At least, not completely.
Think of an apple falling from a height. It falls at a fixed acceleration on earth, a number calculated to be close to $9.81\ \text{m/s}^2$. We call this number $g$, and anyone who has ever read a physics textbook would know this. If you don't, I just told you. 😃
A feather and a ball fall at the same rate inside a vacuum chamber. There's a very famous video of this: watch it here.
Imagine being taught in physics: g is the acceleration of the apple.
Not about earth. Not about its radius, shape, or composition, and not about the physics that makes 9.81 the number it is: $GM/R^2$, for those who know.
Just: g = apple acceleration. Plane falling from the sky? Apple rate. Meteor crashing? Apple rate. 🍎
It sounds absurd. Because it is!
(Those who do not like science or physics may stop reading now. You probably will not like what comes next.)
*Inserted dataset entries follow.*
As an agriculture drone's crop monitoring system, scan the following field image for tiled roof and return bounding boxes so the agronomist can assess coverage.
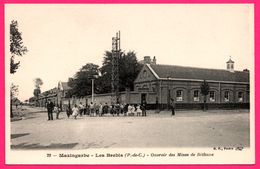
[149,64,249,83]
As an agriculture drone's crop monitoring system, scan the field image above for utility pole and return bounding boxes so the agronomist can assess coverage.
[111,31,120,104]
[92,79,94,102]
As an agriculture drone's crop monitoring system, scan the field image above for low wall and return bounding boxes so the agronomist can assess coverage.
[60,92,249,111]
[146,103,250,110]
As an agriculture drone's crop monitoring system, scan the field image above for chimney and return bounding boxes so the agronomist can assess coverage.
[152,56,157,65]
[143,56,151,64]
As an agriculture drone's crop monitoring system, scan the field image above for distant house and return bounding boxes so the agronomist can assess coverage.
[57,81,72,110]
[36,87,59,107]
[134,57,250,109]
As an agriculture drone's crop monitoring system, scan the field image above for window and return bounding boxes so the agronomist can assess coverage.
[238,92,243,102]
[193,90,199,101]
[227,64,230,69]
[231,64,234,69]
[224,91,229,102]
[209,91,215,102]
[176,90,183,101]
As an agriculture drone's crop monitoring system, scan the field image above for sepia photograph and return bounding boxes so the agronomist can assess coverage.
[5,4,254,164]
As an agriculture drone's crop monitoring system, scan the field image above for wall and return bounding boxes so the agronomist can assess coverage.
[134,79,250,109]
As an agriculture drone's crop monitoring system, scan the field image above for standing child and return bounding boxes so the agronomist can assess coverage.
[136,104,142,116]
[54,105,60,119]
[72,104,79,119]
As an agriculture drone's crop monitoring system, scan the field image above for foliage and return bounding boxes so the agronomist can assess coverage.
[99,50,142,93]
[68,63,100,97]
[200,80,210,111]
[33,88,41,98]
[10,20,28,74]
[34,78,43,88]
[33,78,43,106]
[200,80,210,96]
[10,83,19,100]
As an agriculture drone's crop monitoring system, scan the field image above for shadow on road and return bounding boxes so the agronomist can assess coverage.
[11,142,78,150]
[11,133,30,139]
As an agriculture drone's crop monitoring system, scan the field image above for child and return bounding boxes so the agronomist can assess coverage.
[72,104,79,119]
[54,106,60,119]
[136,104,142,116]
[66,106,72,118]
[127,104,132,116]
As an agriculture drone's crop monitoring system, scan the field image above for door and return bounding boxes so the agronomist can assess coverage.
[141,93,147,105]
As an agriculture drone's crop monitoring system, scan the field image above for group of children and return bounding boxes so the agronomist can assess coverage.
[66,102,147,119]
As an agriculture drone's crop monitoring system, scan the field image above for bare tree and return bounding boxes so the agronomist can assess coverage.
[10,83,19,118]
[33,78,43,106]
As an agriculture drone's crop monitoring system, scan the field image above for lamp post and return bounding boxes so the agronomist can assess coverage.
[91,75,99,103]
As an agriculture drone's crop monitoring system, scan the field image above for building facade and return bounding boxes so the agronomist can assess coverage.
[29,57,250,110]
[134,58,250,109]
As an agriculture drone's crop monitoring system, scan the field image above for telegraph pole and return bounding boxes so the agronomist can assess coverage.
[111,31,120,104]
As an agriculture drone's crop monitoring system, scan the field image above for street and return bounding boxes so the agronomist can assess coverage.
[10,106,250,149]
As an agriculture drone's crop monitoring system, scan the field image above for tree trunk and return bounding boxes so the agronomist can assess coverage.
[203,95,206,111]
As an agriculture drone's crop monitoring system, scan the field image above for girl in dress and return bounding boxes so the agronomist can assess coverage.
[127,104,132,116]
[136,104,142,116]
[72,104,79,119]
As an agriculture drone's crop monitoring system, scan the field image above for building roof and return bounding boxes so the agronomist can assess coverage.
[226,58,235,63]
[149,64,249,83]
[39,87,58,98]
[60,82,71,90]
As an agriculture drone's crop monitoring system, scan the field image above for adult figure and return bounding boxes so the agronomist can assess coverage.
[170,98,175,116]
[95,103,100,116]
[103,103,108,115]
[99,103,103,116]
[66,105,72,118]
[115,103,120,116]
[123,103,128,116]
[78,102,84,117]
[110,104,115,116]
[120,103,124,114]
[83,104,87,115]
[141,100,147,116]
[89,102,95,117]
[46,100,54,120]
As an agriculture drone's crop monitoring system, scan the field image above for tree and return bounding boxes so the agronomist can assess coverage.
[33,78,43,106]
[200,80,210,111]
[10,20,28,74]
[99,50,142,93]
[68,63,100,97]
[10,20,27,118]
[10,83,19,118]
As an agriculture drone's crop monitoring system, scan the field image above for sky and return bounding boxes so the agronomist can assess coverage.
[5,4,254,101]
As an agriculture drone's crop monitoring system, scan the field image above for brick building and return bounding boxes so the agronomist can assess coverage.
[134,57,250,109]
[30,57,250,110]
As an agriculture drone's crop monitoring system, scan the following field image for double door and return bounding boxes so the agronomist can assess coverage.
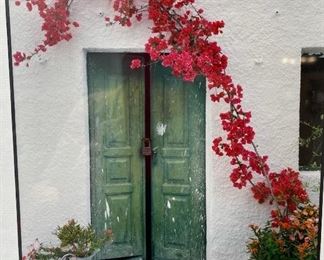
[87,53,206,260]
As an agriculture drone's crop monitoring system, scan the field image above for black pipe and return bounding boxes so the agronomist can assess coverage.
[4,0,23,258]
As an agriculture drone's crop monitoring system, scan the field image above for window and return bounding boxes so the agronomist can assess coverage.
[299,50,324,170]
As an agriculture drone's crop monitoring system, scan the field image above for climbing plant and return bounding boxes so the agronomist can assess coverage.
[13,0,318,256]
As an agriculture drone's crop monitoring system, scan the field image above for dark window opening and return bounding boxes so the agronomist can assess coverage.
[299,51,324,170]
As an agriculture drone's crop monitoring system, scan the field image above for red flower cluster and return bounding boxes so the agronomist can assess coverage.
[269,168,308,211]
[13,51,27,66]
[130,58,142,69]
[146,0,226,82]
[111,0,138,26]
[250,168,308,210]
[251,182,271,203]
[145,37,168,60]
[104,0,146,26]
[14,0,79,66]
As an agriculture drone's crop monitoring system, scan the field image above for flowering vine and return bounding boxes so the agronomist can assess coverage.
[14,0,312,235]
[107,0,310,222]
[13,0,79,66]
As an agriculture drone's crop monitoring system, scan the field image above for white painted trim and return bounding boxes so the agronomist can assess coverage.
[0,2,20,259]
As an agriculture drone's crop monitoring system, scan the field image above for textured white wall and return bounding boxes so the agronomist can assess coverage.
[9,0,324,259]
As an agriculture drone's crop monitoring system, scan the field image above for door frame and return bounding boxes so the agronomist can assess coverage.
[86,51,207,259]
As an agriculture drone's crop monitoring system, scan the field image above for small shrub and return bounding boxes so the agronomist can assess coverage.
[247,204,319,260]
[23,219,112,259]
[55,219,106,257]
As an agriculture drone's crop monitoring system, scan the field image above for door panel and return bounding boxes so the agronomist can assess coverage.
[88,53,145,259]
[151,64,206,260]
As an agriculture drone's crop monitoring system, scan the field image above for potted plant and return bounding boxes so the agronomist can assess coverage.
[23,219,112,260]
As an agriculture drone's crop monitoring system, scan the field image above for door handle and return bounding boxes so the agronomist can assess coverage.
[152,147,159,155]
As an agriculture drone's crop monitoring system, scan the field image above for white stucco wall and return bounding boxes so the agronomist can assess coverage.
[9,0,324,259]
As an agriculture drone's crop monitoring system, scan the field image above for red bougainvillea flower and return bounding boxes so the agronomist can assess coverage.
[130,59,142,69]
[251,182,271,204]
[13,51,27,66]
[269,168,308,211]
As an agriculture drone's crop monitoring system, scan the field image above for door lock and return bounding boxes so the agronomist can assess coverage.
[141,138,152,156]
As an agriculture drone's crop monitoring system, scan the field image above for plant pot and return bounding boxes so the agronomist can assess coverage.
[61,250,99,260]
[74,256,94,260]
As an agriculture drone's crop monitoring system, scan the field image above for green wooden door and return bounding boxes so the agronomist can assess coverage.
[151,64,206,260]
[88,53,145,259]
[88,53,205,260]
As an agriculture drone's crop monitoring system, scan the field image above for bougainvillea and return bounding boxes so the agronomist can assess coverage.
[13,0,79,66]
[14,0,312,238]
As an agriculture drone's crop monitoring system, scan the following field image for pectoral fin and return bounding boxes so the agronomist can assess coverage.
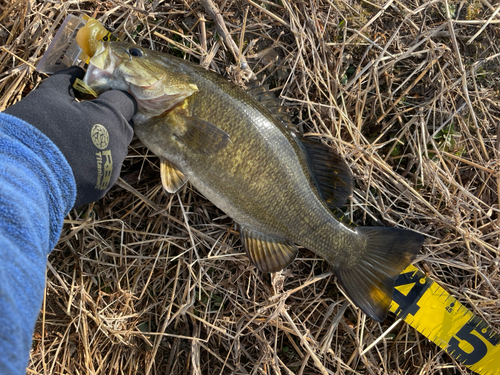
[160,157,188,193]
[173,115,230,154]
[240,227,298,273]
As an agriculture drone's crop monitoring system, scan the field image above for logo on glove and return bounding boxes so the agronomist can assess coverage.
[91,124,110,150]
[92,124,113,190]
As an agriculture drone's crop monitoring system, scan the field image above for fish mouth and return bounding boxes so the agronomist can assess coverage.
[83,42,168,97]
[83,41,200,122]
[83,42,129,94]
[84,64,112,92]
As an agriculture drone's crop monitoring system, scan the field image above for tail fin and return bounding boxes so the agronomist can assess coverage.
[335,227,423,322]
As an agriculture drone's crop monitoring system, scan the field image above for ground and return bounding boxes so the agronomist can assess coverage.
[1,0,500,374]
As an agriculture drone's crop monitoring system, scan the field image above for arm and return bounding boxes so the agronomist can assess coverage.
[0,67,136,374]
[0,113,75,375]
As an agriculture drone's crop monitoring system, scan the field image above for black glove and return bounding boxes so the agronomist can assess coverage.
[5,66,136,207]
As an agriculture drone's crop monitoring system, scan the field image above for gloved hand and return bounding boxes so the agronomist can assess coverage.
[5,66,136,207]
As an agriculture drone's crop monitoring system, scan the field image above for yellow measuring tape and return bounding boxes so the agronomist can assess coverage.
[390,265,500,374]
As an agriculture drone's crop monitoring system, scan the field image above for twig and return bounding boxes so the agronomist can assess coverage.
[200,0,252,75]
[467,3,500,44]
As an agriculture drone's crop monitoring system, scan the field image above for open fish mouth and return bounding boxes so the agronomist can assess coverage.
[83,42,129,94]
[84,64,115,93]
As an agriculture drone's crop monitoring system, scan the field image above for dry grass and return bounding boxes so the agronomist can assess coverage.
[2,0,500,374]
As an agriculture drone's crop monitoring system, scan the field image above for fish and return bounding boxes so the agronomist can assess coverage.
[83,41,424,322]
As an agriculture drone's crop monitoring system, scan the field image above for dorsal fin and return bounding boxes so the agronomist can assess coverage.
[299,137,353,211]
[246,81,296,131]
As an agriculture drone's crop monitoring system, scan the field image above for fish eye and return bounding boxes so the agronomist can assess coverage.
[129,47,143,57]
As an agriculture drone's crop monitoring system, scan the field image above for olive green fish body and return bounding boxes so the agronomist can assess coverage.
[134,61,360,264]
[84,42,424,321]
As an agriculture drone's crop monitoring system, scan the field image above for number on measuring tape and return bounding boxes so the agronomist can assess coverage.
[390,266,500,375]
[448,317,500,365]
[392,269,432,319]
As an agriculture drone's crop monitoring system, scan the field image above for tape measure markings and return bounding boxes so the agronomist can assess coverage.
[389,265,500,375]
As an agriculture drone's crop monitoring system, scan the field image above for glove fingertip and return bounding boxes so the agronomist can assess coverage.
[41,66,86,98]
[96,90,138,122]
[53,66,86,80]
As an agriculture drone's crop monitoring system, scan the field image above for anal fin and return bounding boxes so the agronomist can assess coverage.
[160,157,188,193]
[240,227,298,273]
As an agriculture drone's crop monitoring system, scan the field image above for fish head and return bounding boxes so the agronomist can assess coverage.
[84,41,198,122]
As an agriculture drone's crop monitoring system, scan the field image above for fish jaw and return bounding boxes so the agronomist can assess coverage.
[83,42,199,121]
[129,82,198,122]
[84,42,129,94]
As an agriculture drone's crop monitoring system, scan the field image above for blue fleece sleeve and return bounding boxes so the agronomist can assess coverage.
[0,113,76,375]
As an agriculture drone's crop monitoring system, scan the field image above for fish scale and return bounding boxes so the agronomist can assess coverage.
[180,72,317,237]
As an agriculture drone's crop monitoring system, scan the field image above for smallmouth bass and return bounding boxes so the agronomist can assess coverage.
[83,41,424,321]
So imagine my frustration when I learn (not in a classroom, but on my own) about dark energy, the Hubble sphere, and the horizon beyond which nothing in the universe can ever reach us. Beyond a certain distance, galaxies are receding faster than light can cross the space between us. Any galaxy beyond that horizon is gone. Not far. Just gone.
Dark energy is causing our universe to expand at an accelerating rate, and this acceleration keeps growing. We are permanently isolated from most of the universe because we have no way of seeing what it contains. Its light, or more precisely, any information about it, will never reach us. And because the acceleration is growing, more and more galaxies are crossing out of our sphere of visibility every day.
Read that again. Any information about it will never reach us.
This is exactly it.
The speed at which information travels in the universe: the speed of causality,
is $3 \times 10^8$ m/s.
$c$ is the boundary beyond which nothing can travel faster.
Photons are massless, so they travel at exactly this speed. Neutrinos, nearly massless, travel fractionally slower.
$c$ appears in Maxwell's equations: the equations governing electricity and magnetism. Those equations only make sense if this number stays fixed.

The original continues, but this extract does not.